We now know more about the cyberpirate, Nexus Zeta, whose real name is Kenneth Currin Schuchman, who distinguished himself with the creation of the Satori botnet.
Pleading guilty to the charges regarding Satori botnet creation, his confessions describe the implementation of this attack using IoT flaws.
For reminder, a botnet is a set of infected computers remotely controlled by a cybercriminal. The machines that belong to a botnet are often called “bots” or “zombies”. The aim: to spread a malware or a virus to the greatest number of machines possible.
The hacker Nexus Zeta did not act alone but worked together with two other cybercriminals: Vamp who served as the primary developer/coder of Satori and Drake who managed the botnet sales.
The Satori botnet was created based on the public code of the Mirai IoT malware.
For reminder, in 2016, Mirai was the source of one of the biggest DDoS ever seen in 2016, targeting in particular the American provider DYN. The functioning is based on the permanent research on the Internet, of IP addresses corresponding to connected objects (IoT).

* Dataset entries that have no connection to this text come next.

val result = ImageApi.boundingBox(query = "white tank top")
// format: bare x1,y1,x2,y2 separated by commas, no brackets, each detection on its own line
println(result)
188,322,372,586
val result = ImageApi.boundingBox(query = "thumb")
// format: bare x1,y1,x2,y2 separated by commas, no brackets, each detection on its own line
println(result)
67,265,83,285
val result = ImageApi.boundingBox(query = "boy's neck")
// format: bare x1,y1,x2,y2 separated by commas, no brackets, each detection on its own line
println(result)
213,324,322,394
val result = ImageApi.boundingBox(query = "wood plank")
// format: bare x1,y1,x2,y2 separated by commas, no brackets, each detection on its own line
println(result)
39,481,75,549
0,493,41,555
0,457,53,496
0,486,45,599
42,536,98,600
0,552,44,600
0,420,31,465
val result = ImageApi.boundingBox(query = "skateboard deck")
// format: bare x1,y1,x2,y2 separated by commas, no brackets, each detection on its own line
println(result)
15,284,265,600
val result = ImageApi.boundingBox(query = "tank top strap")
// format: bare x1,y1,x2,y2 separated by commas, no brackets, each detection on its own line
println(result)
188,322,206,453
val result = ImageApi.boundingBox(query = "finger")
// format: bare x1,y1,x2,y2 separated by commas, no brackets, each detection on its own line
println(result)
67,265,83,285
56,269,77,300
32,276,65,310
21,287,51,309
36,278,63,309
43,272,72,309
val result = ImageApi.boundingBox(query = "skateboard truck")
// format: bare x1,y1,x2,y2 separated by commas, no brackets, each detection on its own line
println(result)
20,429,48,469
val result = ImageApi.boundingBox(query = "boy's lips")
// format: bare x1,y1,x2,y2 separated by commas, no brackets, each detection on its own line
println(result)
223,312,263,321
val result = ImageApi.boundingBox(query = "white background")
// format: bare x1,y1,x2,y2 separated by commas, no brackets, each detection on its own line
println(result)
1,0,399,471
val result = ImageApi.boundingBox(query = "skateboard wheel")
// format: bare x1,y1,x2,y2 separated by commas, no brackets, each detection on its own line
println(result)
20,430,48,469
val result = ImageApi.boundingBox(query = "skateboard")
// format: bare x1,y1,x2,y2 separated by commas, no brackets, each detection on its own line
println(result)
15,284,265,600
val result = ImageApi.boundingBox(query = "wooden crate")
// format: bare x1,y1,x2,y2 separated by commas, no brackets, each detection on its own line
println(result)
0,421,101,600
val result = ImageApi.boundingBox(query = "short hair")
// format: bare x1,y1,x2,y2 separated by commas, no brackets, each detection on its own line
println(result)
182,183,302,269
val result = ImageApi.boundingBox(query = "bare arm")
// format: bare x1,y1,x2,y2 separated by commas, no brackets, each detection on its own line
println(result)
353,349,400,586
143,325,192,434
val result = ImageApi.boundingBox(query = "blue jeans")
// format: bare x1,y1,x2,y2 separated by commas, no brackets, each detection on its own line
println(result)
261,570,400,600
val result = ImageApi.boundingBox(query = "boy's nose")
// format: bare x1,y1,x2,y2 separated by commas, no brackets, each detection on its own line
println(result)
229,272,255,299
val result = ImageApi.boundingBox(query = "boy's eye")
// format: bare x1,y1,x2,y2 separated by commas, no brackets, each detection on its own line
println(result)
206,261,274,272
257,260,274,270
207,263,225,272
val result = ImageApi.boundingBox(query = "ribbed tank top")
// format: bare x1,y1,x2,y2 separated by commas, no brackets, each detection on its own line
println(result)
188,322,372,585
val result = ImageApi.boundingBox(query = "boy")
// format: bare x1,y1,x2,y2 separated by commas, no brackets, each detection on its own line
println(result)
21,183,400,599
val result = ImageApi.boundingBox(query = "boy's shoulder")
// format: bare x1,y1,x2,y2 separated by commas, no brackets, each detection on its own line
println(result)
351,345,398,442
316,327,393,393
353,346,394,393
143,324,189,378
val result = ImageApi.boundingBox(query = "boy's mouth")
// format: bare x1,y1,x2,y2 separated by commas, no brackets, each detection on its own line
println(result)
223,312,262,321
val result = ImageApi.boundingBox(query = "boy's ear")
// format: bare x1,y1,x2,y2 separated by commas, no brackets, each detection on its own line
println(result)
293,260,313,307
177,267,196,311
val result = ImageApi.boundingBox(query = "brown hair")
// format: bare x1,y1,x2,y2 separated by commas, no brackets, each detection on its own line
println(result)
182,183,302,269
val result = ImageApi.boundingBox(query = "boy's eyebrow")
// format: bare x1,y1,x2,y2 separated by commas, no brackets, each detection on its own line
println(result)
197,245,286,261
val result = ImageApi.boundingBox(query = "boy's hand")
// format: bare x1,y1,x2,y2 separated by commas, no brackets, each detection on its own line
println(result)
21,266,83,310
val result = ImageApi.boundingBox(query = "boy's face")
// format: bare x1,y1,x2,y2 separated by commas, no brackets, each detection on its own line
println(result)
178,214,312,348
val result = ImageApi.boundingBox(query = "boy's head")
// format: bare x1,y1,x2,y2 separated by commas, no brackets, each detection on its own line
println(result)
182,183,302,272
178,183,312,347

Once the vulnerable connected objects identified, Mirai connects to them to install the malware.
If the Satori botnet mainly attacked the devices running with factory-set or easy to guess passwords, in its first month of deployment, it has infected over 100 000 devices.
Between 2017 and 2018, the three hackers continue to develop Satori, which they will rename Okiru and Masuta. The botnet went as far as to infect over 700 000 devices.
Officially accused by the American authorities, Kenneth Currin Schuchman is free until his trial. However, he breaks the pre-trial release conditions by accessing the Internet and developing a new botnet. It is in October 2018 that he is this time arrested and jailed. Pleading guilty, he’s facing up to ten years in prison and a fine of 250 000 dollars.